Reconnu pour son engagement constant en faveur de l’Afrique, le technicien français estime que certaines orientations de l’administration américaine, notamment en matière de coopération internationale et de financement des ONG, contribuent à fragiliser durablement le continent. Pour lui, cette situation pose une question de fond : celle de la légitimité d’une participation africaine à un Mondial coorganisé par les États-Unis, le Mexique et le Canada.
Dans des déclarations relayées par la presse française, Claude Le Roy n’écarte pas l’hypothèse d’un geste fort. Il s’interroge ouvertement sur l’opportunité d’appeler à un boycott de la Coupe du monde 2026, dénonçant ce qu’il perçoit comme un manque de considération envers l’Afrique.
« Mon engagement pour ce continent ne s’arrête pas là », affirme-t-il, tout en regrettant le silence des instances dirigeantes du football face à ces enjeux politiques et éthiques.
Vainqueur de la Coupe d’Afrique des Nations 1988 avec le Cameroun et ancien sélectionneur du Sénégal, du Ghana ou encore du Togo, Le Roy déplore également l’évolution de la gouvernance du football mondial.
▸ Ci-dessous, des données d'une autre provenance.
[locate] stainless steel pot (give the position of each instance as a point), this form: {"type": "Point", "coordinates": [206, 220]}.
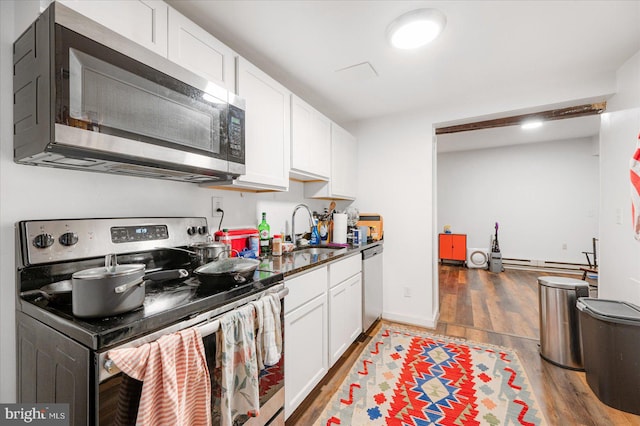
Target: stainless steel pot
{"type": "Point", "coordinates": [110, 290]}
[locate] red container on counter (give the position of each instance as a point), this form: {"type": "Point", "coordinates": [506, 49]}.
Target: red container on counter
{"type": "Point", "coordinates": [239, 238]}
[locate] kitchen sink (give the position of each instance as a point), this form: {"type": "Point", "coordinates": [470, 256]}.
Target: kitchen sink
{"type": "Point", "coordinates": [321, 252]}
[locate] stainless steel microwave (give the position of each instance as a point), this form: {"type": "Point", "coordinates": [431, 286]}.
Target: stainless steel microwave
{"type": "Point", "coordinates": [86, 98]}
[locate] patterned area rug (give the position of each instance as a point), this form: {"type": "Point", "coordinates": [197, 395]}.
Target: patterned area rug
{"type": "Point", "coordinates": [404, 377]}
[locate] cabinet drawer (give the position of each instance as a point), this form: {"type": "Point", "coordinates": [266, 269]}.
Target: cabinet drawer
{"type": "Point", "coordinates": [304, 288]}
{"type": "Point", "coordinates": [343, 269]}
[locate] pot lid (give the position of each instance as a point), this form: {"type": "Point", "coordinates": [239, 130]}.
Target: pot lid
{"type": "Point", "coordinates": [228, 266]}
{"type": "Point", "coordinates": [110, 269]}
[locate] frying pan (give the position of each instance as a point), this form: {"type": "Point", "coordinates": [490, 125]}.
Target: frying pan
{"type": "Point", "coordinates": [227, 272]}
{"type": "Point", "coordinates": [60, 292]}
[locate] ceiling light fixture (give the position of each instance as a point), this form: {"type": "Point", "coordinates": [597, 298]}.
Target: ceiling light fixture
{"type": "Point", "coordinates": [531, 124]}
{"type": "Point", "coordinates": [416, 28]}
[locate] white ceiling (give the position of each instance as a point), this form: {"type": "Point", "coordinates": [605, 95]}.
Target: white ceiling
{"type": "Point", "coordinates": [488, 49]}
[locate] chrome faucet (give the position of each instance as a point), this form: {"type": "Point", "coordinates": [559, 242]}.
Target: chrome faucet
{"type": "Point", "coordinates": [293, 221]}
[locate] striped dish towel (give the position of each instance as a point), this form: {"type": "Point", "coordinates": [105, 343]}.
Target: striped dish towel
{"type": "Point", "coordinates": [236, 357]}
{"type": "Point", "coordinates": [269, 331]}
{"type": "Point", "coordinates": [176, 389]}
{"type": "Point", "coordinates": [272, 332]}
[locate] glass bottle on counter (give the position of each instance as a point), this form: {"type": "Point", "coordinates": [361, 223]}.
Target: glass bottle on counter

Il critique un système dans lequel, selon lui, les impératifs économiques ont progressivement pris le pas sur les valeurs sportives et humaines.
L’ancien entraîneur met enfin en cause la proximité affichée entre Donald Trump et la FIFA, estimant que cette relation brouille le message du football auprès des peuples africains. À moins de six mois du coup d’envoi du Mondial 2026, ces déclarations ravivent ainsi un débat politique et éthique autour de l’événement, dans un climat déjà marqué par de nombreuses controverses.